Anticoagulant reversal
  • Rapidly reverse anticoagulation in patients who have major trauma with haemorrhage.
  • Use prothrombin complex concentrate immediately in adults (16 or over) with major trauma who have active bleeding and need an emergency reversal of a vitamin K antagonist. Do not use plasma to reverse a vitamin K antagonist in patients with major trauma.
  • Do not reverse anticoagulation in patients who do not have active or suspected bleeding. Take haematology advice.
  • Use physiological criteria and response to immediate volume resuscitation to activate the major haemorrhage protocol. Do not rely on a haemorrhagic risk tool applied at a single time point to determine the need for major haemorrhage protocol activation.
  • For IV access with major trauma in pre-hospital settings use peripheral intravenous access or if peripheral intravenous access fails, consider intra-osseous access
Volume Resuscitation
  • Patients with active bleeding use a restrictive approach to volume resuscitation until definitive early control of bleeding has been achieved.
  • In pre-hospital settings, titrate volume resuscitation to maintain a palpable central pulse (carotid or femoral).
  • In hospital settings, move rapidly to haemorrhage control, titrating volume resuscitation to maintain central circulation until control is achieved.
  • For patients who have haemorrhagic shock and a traumatic brain injury: if haemorrhagic shock is the dominant condition, continue restrictive volume resuscitation or if traumatic brain injury is the dominant condition, use a less restrictive volume resuscitation approach to maintain cerebral perfusion.
  • In pre-hospital settings only use crystalloids to replace fluid volume in patients with active bleeding if blood components are not available.

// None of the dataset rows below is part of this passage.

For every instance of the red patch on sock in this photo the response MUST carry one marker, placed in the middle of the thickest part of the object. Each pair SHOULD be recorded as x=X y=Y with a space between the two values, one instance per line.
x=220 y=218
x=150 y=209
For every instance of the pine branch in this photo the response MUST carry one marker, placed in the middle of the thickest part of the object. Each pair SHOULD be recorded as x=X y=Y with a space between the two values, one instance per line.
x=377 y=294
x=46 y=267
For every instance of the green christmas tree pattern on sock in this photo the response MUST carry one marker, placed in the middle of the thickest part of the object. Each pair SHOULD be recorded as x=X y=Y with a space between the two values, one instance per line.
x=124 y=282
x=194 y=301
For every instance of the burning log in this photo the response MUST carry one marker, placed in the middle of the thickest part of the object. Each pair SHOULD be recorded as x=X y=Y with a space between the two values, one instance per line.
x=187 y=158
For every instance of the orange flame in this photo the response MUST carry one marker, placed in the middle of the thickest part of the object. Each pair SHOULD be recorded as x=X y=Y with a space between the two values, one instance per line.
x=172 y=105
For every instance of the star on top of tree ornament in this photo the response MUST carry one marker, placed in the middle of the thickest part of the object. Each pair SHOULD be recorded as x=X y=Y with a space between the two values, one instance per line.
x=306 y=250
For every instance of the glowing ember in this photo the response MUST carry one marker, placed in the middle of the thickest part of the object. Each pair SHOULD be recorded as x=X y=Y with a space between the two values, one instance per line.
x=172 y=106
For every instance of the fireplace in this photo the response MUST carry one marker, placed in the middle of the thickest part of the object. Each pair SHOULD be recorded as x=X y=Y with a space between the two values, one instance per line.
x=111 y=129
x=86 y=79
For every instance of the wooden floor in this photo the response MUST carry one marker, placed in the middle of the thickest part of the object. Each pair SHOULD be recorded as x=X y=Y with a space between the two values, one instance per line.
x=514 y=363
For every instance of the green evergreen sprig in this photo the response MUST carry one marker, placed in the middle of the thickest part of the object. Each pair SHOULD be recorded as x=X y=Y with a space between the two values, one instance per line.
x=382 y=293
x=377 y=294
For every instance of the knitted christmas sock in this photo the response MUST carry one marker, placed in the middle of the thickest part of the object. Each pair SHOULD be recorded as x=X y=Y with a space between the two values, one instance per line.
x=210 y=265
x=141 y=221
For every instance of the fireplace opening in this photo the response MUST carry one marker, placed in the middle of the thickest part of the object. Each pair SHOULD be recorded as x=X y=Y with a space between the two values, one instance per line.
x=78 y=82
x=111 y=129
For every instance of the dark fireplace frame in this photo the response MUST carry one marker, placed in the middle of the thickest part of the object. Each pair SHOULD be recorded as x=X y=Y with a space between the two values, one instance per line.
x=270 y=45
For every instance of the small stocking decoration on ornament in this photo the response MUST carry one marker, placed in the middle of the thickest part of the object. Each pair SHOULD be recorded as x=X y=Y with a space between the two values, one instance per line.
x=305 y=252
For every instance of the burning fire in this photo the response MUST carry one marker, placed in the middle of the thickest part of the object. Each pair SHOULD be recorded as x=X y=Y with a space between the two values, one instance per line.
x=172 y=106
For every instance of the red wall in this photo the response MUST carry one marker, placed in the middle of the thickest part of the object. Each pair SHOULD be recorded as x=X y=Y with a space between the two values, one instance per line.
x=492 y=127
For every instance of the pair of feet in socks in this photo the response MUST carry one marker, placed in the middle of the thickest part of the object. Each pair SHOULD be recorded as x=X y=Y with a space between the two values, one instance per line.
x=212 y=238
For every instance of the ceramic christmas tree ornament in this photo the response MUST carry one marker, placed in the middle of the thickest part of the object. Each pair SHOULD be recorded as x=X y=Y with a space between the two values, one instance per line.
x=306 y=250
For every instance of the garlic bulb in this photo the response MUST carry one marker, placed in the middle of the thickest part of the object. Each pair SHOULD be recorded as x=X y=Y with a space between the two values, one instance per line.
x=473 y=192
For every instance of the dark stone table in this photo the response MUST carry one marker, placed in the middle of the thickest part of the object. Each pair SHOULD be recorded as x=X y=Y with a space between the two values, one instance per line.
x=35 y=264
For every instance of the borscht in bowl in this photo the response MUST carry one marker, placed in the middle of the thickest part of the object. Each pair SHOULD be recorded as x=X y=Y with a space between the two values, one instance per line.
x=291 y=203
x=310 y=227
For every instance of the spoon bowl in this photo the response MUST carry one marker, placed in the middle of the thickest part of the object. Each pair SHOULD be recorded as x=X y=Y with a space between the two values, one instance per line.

  • In hospital settings do not use crystalloids for patients with active bleeding
  • For adults (16 or over) use a ratio of 1 unit of plasma to 1 unit of red blood cells to replace fluid volume.
  • For children (under 16s) use a ratio of 1 part plasma to 1 part red blood cells, and base the volume on the child's weight.
Damage control surgery
  • Use damage control surgery in patients with haemodynamic instability who are not responding to volume resuscitation.
  • Consider definitive surgery in patients with haemodynamic instability who are responding to volume resuscitation.
  • Use definitive surgery in patients whose haemodynamic status is normal.